ServicesAboutNotesContact Get in touch →
EN FR
Note

Consent Mode Impact on Identity Resolution

How GA4 Consent Mode V2 changes what identity data reaches BigQuery — cookieless pings without identifiers, the same-page backstitch nuance, and filtering consented data for stitching pipelines.

Planted
ga4bigqueryanalyticsdata quality

Consent Mode V2 changes the shape of data in the BigQuery export in ways that directly affect identity stitching. The behavior varies by implementation mode. Events from non-consented users in Advanced mode arrive in BigQuery without identifiers and cannot be stitched.

Basic vs Advanced mode in BigQuery

Basic Consent Mode is straightforward: when analytics_storage is denied, no data is collected and nothing reaches BigQuery. The user is completely invisible. Your stitching pipeline only sees consented events, and they look exactly like pre-consent-mode data.

Advanced Consent Mode is where it gets complicated. When analytics_storage is denied under Advanced mode, GA4 sends “cookieless pings” to BigQuery — events that exist in the export but carry no identifying information:

-- What cookieless pings look like in BigQuery
SELECT
event_name,
user_pseudo_id, -- NULL
user_id, -- NULL
privacy_info.analytics_storage -- 'No'
FROM `project.analytics_XXXXX.events_*`
WHERE privacy_info.analytics_storage = 'No'
LIMIT 5

These events have:

  • NULL for user_pseudo_id
  • No ga_session_id in event_params
  • privacy_info.analytics_storage = 'No'

They cannot be stitched or sessionized. There’s no identifier to join on, no session to assign them to. They’re useful for Google’s behavioral modeling in the GA4 interface, but for your warehouse pipeline they’re noise that must be filtered before reaching your stitching layer.

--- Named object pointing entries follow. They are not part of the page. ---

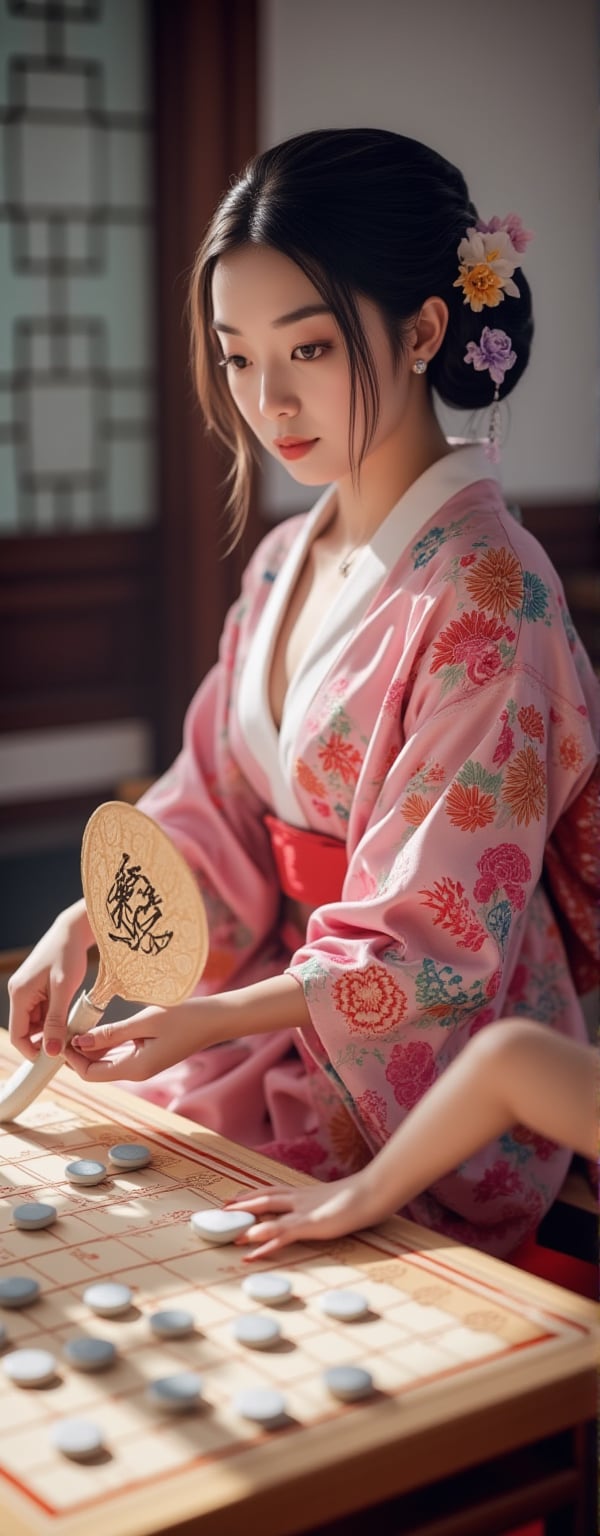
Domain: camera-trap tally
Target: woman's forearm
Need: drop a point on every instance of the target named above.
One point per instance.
(275, 1003)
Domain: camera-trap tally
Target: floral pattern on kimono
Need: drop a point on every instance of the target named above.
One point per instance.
(447, 742)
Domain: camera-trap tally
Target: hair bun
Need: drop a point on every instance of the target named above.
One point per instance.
(451, 377)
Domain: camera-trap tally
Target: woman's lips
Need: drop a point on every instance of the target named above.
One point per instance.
(295, 447)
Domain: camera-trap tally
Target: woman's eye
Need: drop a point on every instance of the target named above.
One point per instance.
(312, 350)
(235, 361)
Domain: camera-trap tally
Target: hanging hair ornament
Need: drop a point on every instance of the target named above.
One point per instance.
(487, 258)
(494, 354)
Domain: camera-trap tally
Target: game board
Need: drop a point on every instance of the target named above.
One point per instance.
(442, 1337)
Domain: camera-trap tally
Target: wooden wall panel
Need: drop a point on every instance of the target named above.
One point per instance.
(79, 638)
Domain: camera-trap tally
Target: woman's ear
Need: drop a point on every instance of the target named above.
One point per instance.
(428, 331)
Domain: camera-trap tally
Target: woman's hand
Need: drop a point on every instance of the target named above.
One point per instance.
(315, 1214)
(138, 1046)
(45, 985)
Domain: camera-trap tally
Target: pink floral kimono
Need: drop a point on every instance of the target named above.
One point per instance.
(442, 725)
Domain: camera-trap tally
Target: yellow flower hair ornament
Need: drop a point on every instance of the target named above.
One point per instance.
(488, 255)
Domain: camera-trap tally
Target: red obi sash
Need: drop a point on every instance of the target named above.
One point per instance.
(310, 865)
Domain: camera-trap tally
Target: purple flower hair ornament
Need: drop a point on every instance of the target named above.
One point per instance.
(514, 229)
(494, 354)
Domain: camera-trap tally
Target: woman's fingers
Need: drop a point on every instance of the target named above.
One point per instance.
(267, 1237)
(112, 1065)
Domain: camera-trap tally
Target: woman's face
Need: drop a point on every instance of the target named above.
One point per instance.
(287, 367)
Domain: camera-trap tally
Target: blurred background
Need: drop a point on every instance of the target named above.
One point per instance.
(121, 123)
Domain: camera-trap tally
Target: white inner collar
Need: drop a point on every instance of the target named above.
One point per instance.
(372, 562)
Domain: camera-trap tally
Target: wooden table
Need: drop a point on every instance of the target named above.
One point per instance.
(485, 1375)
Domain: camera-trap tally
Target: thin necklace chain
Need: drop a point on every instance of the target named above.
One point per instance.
(344, 566)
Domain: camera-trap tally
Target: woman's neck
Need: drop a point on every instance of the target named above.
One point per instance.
(385, 475)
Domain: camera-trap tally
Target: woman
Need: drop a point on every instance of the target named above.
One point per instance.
(390, 767)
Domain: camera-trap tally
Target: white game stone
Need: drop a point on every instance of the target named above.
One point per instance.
(257, 1332)
(108, 1298)
(19, 1291)
(349, 1383)
(177, 1393)
(175, 1323)
(89, 1353)
(34, 1215)
(77, 1438)
(85, 1171)
(29, 1367)
(267, 1286)
(346, 1306)
(128, 1155)
(221, 1226)
(261, 1404)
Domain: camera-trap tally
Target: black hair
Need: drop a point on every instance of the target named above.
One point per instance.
(361, 212)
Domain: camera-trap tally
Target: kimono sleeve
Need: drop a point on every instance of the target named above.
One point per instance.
(441, 887)
(214, 816)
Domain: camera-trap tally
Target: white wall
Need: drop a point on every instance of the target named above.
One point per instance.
(510, 94)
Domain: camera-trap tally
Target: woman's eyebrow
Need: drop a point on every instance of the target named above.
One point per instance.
(284, 320)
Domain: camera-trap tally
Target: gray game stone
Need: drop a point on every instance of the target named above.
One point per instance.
(77, 1438)
(128, 1155)
(346, 1306)
(349, 1383)
(174, 1323)
(177, 1393)
(221, 1226)
(255, 1330)
(34, 1215)
(261, 1404)
(267, 1286)
(89, 1353)
(29, 1367)
(19, 1291)
(85, 1171)
(108, 1298)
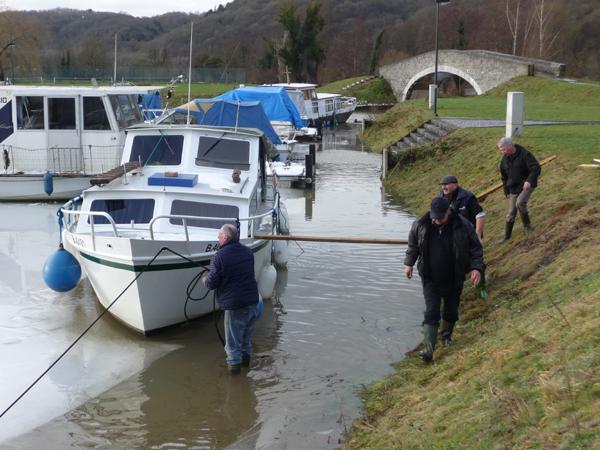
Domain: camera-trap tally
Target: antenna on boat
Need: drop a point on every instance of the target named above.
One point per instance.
(115, 65)
(190, 74)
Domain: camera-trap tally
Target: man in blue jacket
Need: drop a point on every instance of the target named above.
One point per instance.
(232, 275)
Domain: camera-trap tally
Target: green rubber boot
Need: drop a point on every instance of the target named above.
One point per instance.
(526, 222)
(507, 232)
(429, 339)
(446, 333)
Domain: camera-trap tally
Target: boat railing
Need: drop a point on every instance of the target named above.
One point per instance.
(185, 219)
(71, 214)
(86, 160)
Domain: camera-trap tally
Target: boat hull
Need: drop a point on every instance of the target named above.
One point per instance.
(158, 297)
(25, 187)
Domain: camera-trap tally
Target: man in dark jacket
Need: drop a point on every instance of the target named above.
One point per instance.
(520, 171)
(464, 203)
(232, 274)
(445, 247)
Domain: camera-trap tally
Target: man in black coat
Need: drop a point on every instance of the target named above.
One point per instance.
(445, 247)
(464, 203)
(232, 274)
(520, 171)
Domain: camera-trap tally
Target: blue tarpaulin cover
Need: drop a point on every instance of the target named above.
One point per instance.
(275, 101)
(234, 114)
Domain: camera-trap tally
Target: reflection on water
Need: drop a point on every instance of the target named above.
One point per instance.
(343, 314)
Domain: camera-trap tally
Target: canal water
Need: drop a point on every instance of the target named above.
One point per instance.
(343, 314)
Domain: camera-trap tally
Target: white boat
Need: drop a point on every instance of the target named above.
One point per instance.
(163, 217)
(69, 132)
(319, 107)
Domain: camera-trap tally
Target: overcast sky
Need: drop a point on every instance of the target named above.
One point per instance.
(137, 8)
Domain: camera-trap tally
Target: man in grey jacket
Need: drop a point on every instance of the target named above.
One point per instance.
(520, 171)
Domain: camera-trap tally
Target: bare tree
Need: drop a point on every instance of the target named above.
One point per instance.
(544, 15)
(512, 16)
(20, 37)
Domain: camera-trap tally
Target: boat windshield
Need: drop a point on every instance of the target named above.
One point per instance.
(223, 153)
(201, 209)
(126, 109)
(135, 210)
(158, 150)
(94, 114)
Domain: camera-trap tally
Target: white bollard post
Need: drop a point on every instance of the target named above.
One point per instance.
(432, 89)
(384, 162)
(515, 113)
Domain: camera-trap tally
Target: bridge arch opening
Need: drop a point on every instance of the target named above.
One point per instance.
(451, 81)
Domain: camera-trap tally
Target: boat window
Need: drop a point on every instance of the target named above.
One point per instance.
(126, 108)
(124, 210)
(186, 208)
(30, 113)
(61, 113)
(223, 153)
(161, 150)
(94, 114)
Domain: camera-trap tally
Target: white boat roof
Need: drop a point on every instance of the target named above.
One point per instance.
(80, 90)
(182, 127)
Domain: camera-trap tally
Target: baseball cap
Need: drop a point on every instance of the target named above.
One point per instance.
(438, 208)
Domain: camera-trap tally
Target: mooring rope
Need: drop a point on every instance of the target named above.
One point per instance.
(163, 249)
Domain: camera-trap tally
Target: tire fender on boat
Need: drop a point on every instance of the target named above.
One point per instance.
(280, 253)
(266, 281)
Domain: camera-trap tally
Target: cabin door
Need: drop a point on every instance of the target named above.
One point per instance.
(64, 134)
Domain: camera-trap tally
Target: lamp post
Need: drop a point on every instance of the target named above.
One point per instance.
(437, 20)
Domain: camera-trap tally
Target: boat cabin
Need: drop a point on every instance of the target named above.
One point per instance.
(209, 175)
(66, 130)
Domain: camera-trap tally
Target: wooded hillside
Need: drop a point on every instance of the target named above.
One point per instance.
(237, 35)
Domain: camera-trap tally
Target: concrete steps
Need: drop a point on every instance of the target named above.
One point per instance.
(428, 133)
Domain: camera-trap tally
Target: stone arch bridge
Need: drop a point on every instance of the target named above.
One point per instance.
(482, 69)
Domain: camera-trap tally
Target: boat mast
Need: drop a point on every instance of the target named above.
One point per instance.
(115, 65)
(190, 74)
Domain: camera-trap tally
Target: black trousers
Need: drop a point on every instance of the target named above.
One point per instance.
(433, 302)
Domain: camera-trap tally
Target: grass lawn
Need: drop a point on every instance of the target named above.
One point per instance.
(544, 100)
(523, 372)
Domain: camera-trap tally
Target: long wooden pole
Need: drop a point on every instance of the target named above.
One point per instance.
(346, 240)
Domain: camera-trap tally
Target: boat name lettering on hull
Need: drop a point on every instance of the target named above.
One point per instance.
(212, 247)
(78, 241)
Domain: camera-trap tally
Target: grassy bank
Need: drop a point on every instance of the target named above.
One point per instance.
(374, 91)
(545, 100)
(523, 372)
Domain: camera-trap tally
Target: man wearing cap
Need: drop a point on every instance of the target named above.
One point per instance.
(464, 203)
(520, 171)
(445, 247)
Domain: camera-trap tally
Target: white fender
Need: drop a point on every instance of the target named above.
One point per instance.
(281, 282)
(284, 219)
(280, 253)
(266, 282)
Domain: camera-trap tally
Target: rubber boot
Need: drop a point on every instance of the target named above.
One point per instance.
(429, 339)
(446, 333)
(526, 222)
(507, 231)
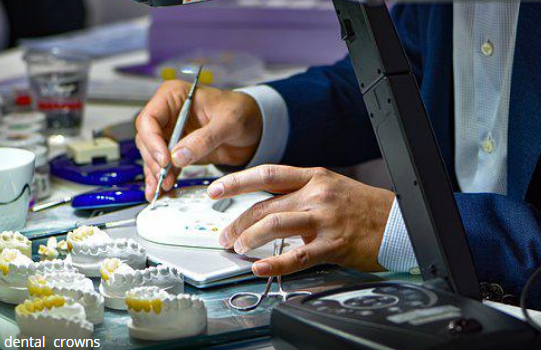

Before assuming all your events are stitchable, check how your data is actually distributed:

SELECT
privacy_info.analytics_storage AS consent_status,
COUNT(*) AS events,
COUNT(DISTINCT user_pseudo_id) AS unique_devices,
ROUND(COUNT(*) * 100.0 / SUM(COUNT(*)) OVER(), 2) AS pct_of_total
FROM `project.analytics_XXXXX.events_*`
WHERE _table_suffix >= FORMAT_DATE('%Y%m%d', CURRENT_DATE() - 30)
GROUP BY privacy_info.analytics_storage
ORDER BY events DESC

Three possible values for analytics_storage:

  • 'Yes' — consented, full identifiers present
  • 'No' — denied, cookieless ping (if Advanced mode)
  • NULL — collected before Consent Mode was implemented; treat as consented

A site with Advanced Consent Mode and 40% consent rejection in France will show roughly 40% of events with analytics_storage = 'No'. Those events will contribute to your total event count but cannot participate in identity stitching.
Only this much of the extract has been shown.